Since then, Oliver did a segment about big pharmaceutical companies that spend billions of dollars per year marketing their drugs to doctors. In the segment, he said pharmaceutical companies spend $24 billion dollars each year marketing to healthcare providers, while they spend only an estimated $4 billion marketing directly to consumers. Oliver also found that 9 out of 10 drug companies spend more money on marketing than they do on research for the drugs they are selling.
"Drug companies are a bit like high school boyfriends," Oliver said in the segment. "They're much more concerned about getting inside you than being effective once they're in there."

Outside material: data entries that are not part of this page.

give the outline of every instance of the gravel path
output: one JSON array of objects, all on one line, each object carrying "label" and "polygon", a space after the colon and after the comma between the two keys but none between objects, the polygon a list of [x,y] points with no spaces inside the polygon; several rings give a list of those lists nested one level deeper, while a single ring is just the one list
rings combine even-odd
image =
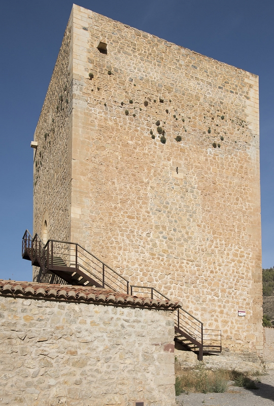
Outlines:
[{"label": "gravel path", "polygon": [[274,370],[259,379],[256,390],[229,386],[225,393],[182,393],[176,400],[180,406],[273,406]]}]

All jokes aside, Twitter users reacted by saying that the episode applied to all drugs, including vaccines. But that's just not true. In addition to the fact that Oliver's episode didn't mention vaccines at all, The Atlantic found that the "big-pharma-is-profiting" argument actually doesn't apply to vaccinations. Doctors often lose money on vaccinations, and many companies don't make vaccines because they are more costly to make and are heavily regulated by agencies like the Food and Drug Administration. The vaccine market brings in about $24 billion, which sounds like a lot. But, in reality, that represents only 2 to 3 percent of the trillion-dollar pharmaceutical industry, according to The Atlantic.
So, Oliver left vaccines out of that big pharma episode for a reason, and shared his views via the straightforward photo for a reason: vaccines just work. Duh.